In the effort to add multimedia documents in the Semantic Web
multimedia ontologies will play an important role. In contrast to
the usual ontologies, multimedia ontologies are formed by three
different parts. The first part is the usual ontological part
found in all web ontologies, which includes class, property and
restriction definitions. The second part is the visual description
part, where multimedia documents are given a visual description
based on an MPEG-7 visual ontology. At last the third part is the
actual raw data of the multimedia document. As it is obvious
multimedia ontologies introduce new issues in task of (multimedia)
ontology alignment that need to be tackled.

The alignment of the usual ontological part of multimedia
ontologies can be handled by the usual ontology alignment
techniques, which have been developed in the literature. These
techniques can be classified into the following categories:
\begin{itemize}
    \item \textbf{Terminological Methods:} Find similarities among
    entity names through string metric techniques, dictionaries or
    other linguistic techniques.
    \item \textbf{Internal Structure:} Refine the similarity among
    two entities by a portion of the similarities among their
    properties and their restrictions.
    \item \textbf{External Structure:} Refine the similarity among
    two entities by a portion of the similarities among their
    neighbor entities.
    \item \textbf{Semantic Methods:} Based on formal languages and
    model-theoretic semantics.
\end{itemize}

The visual description of multimedia documents, like images or
videos is usually performed with the aid of the MPEG-7 ISO
standard. This standard, involves a number of Descriptors with
which a characterization of the visual characteristics of the
multimedia document can be performed. For example, the Visual part
of the MPEG-7 standard includes Descriptors like the Color
descriptor by which one can describe the color layout, structure,
or specify the dominant color of some region, the Shape
descriptor, by which one can describe the contour or the shape of
a region and many more. In order to match such descriptions, new
techniques have to be devised, that would use the multimedia
descriptions to extract similarity degrees between the two
entities. The proposed way to extract similarities between two
visual descriptions is with a visual matching algorithm.

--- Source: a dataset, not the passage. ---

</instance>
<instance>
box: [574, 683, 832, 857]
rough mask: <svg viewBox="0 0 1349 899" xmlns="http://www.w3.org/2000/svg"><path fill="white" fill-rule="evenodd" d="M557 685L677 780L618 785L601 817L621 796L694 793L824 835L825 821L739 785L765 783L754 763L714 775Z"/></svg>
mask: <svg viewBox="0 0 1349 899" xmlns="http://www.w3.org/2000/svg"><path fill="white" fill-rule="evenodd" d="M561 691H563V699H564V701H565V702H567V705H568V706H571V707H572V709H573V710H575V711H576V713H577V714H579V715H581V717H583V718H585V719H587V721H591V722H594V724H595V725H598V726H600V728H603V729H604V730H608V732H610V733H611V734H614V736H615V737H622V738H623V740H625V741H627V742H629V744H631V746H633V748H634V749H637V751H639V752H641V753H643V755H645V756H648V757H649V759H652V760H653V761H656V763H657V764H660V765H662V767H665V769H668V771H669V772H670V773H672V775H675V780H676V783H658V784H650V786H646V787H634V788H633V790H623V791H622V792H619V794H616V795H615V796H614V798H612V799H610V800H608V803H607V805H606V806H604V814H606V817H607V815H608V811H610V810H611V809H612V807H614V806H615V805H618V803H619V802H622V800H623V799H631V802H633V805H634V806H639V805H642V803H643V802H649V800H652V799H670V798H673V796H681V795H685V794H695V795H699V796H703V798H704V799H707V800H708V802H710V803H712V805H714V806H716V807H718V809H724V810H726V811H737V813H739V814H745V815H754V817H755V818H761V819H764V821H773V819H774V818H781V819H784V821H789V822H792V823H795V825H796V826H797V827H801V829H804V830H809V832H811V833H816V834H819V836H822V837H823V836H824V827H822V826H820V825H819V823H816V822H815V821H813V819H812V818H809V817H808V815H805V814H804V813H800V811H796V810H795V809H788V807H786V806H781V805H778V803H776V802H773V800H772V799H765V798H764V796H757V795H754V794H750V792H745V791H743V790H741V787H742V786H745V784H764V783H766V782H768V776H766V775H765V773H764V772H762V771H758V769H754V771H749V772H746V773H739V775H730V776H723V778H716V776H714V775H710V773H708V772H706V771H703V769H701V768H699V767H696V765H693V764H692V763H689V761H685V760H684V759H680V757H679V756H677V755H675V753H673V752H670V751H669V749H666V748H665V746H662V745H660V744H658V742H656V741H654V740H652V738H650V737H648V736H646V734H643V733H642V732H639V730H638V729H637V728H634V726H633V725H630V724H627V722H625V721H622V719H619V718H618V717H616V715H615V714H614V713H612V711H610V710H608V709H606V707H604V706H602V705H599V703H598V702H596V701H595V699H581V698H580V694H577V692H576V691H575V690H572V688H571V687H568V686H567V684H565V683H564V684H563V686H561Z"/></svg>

The visual matching algorithms takes as input two sets of visual
descriptions, based on the MPEG-7 visual description standard, and
returns the similarity of the two descriptions. The proposed way
to achieve this is based on a back-propagation neural network with
a single hidden layer. The network's input consists of the
low-level descriptions of of the two multimedia ontologies, while
its output is the normalized distance between the two objects,
based on all available descriptors. A training set is constructed
using the descriptors of a set of manually labelled atom regions
and the descriptors of the corresponding object models. The
network is trained under the assumption that the distance of an
atom region that belongs to the training set is minimum for the
associated object and maximum for all others.